つれづれに:衛星放送(2024年4月7日)

つれづれに

つれづれに:衛星放送

 2冊目の編註テキスト(↑)の装画は衛星放送BS2のニュースの場面を見て妻に描いてもらったが、衛星放送にはずいぶんと世話になった。医学科の授業で映像や音声をたくさん使っていたからである。当時、研究費で定期購読していたアフリカ系アメリカに関するエボニー(Ebony)という雑誌や、日刊英字新聞Daily Yomiuriや南アフリカの週刊紙Daily Mailなどの活字以外に、衛星放送の音声と画像はことの他役にたった。

1995年のエボラ出血熱の特集記事

 1988年に赴任した当初はまだビデオテープやカセットテープの時代で、画質もよくなかった。ビデオテープもまだVHSとβが半々の時代である。両方のテープがあったので、編集にはデッキが2台ずつ必要だった。世話になった大阪工大のLL教室には音声機器と、教室付き補助員3人の予算も先輩がつけていた。テープの複製や編集を頼んだ。次回には出来ていたので有難かった。専任になってからの授業でも使わせてもらった。私は深くその恩恵にあずかっていたわけである。

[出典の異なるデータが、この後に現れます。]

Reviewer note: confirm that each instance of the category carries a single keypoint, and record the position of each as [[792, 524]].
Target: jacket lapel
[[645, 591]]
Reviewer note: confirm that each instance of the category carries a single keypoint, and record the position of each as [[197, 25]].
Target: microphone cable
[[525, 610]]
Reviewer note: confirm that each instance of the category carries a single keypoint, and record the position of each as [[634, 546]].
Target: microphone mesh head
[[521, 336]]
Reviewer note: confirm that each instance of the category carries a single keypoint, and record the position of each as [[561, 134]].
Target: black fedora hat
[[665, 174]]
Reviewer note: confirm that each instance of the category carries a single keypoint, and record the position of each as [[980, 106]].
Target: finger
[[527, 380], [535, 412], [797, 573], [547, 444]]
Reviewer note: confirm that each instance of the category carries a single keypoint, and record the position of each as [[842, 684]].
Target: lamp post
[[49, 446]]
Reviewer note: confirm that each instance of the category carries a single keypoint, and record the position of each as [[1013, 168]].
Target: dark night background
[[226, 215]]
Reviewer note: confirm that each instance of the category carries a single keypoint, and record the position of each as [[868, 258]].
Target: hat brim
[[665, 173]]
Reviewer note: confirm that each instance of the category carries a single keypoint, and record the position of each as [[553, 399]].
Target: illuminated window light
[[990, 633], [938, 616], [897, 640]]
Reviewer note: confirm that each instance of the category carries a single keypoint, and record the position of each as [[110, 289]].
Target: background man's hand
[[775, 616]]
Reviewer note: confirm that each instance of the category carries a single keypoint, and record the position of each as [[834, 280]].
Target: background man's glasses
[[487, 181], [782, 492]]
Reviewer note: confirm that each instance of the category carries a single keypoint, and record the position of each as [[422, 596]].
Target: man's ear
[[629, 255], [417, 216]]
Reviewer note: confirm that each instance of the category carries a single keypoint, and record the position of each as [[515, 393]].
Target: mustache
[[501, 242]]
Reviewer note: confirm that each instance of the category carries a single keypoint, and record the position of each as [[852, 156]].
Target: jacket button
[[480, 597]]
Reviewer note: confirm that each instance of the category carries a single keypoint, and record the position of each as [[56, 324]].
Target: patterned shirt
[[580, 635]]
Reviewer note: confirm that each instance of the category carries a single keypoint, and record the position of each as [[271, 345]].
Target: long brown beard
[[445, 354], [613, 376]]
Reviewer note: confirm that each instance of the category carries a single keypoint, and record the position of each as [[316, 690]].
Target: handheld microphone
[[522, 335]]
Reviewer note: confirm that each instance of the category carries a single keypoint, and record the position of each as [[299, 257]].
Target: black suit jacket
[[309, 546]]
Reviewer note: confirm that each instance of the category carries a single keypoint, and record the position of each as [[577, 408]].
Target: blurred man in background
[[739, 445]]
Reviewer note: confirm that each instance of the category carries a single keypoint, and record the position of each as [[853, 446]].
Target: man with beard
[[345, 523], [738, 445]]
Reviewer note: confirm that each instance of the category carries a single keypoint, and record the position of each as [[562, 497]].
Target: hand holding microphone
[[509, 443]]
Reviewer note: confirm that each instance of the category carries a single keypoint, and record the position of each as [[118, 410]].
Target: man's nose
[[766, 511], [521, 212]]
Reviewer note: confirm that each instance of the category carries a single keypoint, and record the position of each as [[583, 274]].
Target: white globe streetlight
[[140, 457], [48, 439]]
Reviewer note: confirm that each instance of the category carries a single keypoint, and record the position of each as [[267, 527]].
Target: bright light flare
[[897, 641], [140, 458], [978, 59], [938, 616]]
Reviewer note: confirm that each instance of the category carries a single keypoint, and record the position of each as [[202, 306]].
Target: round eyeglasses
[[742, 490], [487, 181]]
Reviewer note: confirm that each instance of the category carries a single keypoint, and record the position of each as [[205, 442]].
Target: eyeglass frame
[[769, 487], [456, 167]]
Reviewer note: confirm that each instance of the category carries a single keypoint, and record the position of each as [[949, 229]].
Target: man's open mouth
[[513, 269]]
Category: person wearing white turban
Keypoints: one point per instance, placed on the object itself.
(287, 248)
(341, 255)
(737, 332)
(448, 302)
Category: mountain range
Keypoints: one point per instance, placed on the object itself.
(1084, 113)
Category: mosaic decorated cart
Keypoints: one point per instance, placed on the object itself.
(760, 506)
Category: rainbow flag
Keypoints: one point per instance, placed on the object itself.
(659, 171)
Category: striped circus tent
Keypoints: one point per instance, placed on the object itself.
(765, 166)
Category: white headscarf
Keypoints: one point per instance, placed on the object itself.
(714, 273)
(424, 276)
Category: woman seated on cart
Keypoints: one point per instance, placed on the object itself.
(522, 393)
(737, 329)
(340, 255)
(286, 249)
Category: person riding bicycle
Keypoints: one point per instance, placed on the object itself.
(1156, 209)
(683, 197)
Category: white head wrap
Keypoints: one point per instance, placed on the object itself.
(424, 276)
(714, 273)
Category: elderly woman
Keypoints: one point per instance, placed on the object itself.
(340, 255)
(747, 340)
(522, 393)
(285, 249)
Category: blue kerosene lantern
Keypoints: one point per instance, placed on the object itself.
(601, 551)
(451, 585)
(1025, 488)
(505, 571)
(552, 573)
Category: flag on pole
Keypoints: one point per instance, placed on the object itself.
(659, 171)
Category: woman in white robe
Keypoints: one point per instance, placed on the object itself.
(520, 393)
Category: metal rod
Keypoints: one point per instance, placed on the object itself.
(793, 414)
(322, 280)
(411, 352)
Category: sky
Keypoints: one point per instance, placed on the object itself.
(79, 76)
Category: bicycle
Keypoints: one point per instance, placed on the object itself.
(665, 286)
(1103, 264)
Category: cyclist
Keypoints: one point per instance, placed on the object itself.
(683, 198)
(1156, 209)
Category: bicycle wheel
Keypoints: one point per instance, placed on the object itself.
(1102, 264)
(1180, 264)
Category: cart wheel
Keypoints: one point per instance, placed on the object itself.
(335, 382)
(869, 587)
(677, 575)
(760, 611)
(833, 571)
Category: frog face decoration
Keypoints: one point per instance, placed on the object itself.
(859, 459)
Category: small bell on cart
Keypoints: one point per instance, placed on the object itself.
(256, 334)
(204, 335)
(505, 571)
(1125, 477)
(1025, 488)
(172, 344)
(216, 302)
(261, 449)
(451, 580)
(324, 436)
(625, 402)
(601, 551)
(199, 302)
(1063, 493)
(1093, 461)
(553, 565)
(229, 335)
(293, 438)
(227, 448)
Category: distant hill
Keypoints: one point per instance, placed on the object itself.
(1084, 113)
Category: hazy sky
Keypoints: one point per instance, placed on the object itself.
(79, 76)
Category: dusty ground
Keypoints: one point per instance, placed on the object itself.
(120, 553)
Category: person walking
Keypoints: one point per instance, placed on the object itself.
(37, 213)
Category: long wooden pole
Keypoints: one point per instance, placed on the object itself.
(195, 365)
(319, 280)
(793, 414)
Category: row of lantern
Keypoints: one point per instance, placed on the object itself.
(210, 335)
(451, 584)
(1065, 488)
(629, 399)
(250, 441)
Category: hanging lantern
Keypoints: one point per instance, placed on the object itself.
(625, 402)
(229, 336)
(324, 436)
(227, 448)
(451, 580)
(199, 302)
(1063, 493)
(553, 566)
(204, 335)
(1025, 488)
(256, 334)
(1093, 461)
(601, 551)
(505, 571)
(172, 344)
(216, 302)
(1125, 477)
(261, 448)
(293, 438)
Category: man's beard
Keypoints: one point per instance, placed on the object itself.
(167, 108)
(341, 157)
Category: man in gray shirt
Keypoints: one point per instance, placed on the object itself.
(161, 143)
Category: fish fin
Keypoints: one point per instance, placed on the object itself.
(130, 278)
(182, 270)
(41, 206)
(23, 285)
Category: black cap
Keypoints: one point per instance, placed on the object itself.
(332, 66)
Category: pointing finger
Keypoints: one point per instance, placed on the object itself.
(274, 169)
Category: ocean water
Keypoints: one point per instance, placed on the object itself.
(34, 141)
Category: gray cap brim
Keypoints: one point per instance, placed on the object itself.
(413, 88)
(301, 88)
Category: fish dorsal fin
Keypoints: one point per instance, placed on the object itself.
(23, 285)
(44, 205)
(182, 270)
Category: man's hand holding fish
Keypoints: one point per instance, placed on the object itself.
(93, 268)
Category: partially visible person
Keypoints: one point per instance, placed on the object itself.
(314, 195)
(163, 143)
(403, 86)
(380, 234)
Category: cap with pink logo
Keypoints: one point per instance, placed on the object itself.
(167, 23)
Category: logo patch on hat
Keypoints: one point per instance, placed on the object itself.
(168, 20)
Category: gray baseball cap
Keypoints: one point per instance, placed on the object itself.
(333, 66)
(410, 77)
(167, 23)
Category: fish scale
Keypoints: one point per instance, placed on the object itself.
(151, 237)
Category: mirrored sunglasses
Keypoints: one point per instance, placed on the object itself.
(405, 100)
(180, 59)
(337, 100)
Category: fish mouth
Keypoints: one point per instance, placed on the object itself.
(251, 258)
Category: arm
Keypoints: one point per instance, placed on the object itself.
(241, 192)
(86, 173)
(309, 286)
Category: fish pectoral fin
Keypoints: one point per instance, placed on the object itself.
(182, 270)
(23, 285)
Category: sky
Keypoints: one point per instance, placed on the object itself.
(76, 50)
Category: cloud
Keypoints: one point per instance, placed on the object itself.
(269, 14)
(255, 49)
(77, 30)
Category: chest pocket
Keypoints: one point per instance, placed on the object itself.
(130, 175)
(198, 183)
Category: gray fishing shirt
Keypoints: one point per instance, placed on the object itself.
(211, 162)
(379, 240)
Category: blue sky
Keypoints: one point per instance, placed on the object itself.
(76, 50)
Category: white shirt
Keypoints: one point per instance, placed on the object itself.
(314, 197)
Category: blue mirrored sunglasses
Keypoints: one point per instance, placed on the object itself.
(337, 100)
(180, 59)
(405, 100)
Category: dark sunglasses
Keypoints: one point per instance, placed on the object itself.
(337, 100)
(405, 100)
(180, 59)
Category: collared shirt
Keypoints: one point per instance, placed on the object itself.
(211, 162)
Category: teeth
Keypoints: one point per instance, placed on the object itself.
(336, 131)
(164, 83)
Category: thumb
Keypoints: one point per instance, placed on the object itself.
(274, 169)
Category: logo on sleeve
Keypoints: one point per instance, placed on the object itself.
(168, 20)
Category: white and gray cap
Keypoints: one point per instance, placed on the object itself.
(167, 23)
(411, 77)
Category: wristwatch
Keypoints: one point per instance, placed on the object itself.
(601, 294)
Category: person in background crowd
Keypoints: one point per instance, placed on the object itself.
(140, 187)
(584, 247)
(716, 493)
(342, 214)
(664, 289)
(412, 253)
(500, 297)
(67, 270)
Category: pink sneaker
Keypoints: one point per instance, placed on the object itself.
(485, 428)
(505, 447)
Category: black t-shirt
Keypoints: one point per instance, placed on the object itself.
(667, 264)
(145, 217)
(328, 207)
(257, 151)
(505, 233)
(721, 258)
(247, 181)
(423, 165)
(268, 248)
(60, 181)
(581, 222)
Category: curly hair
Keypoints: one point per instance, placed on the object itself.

大学に来た当初、研究費は出てはいたが、それぞれ2台を購入するだけの予算はなかった。旧宮崎大学と統合して教授180万が一気に40万ほどに減って、医学部の予算が多かったのを知ったが、赴任当初は配分されたものを使うだけだった。多いとか少ないとかは考えたことがなかった。外部資金も世話してくれた理系の人に言われて締め切り間際に慌てて出しただけで、本当に研究費が出るとは思ってもいなかった。実際に単年で100円出ると通知があったとき、ほんまに出るもんなんやというのが正直な感想だった。その予算でも、一年ではデッキ4台は買えなかった。助教授は120万で講師はそれより少なめ、それになぜか語学の教官は他の教官の半分だと言われた。大学内の力関係で決まっていたのだろう。教授会には教授しか参加しない中で、新任の教師が内実を知る術はない。デッキはまだ20万以上する高級品だった。

 授業用に大きなテレビも購入した。大きな講義室にはビデオを拡大して白いスクリーンに映すプロジェクターがあったが、まだ映像の性能はよくなかったので、分厚い暗幕をきっちりと閉めてもそれほど鮮明な映像にはならなかった。従って、1クラス25人の教室には、台車にテレビとビデオデッキを乗せて運んだ。できるだけ前に座ってもらって授業をすれば、顔もよくわかるし、マイクを使わなくて済む、と考えたのだろう。

研究室で衛星放送が見られるように工事をしてもらった。録画も編集も謝金を出して手伝ってもらうようになったのはずっとあとのことで、その頃は録画も編集も自分でやっていた。衛星放送で一番世話になったのはニュース番組で、マンデラの釈放前後にはBBCやABC、その後エボラ出血熱騒動やエイズではCNNなどをよく録画した。

1995年エボラ出血熱を報じるCNN

 ニュース番組のほか、NBAのマイケル・ジャクソン(↓)やMLBの野茂や、アフリカ系アメリカ史の公民権運動やブラックミュージックや医療に関するドキュメンタリーもたくさん録画して編集した。のちに、パソコンを使うようになったとき、ビデオテープの映像や音声をファイルにして、授業で使えるように編集をした。研究費を充分に使わせてもらえたのは有難かった。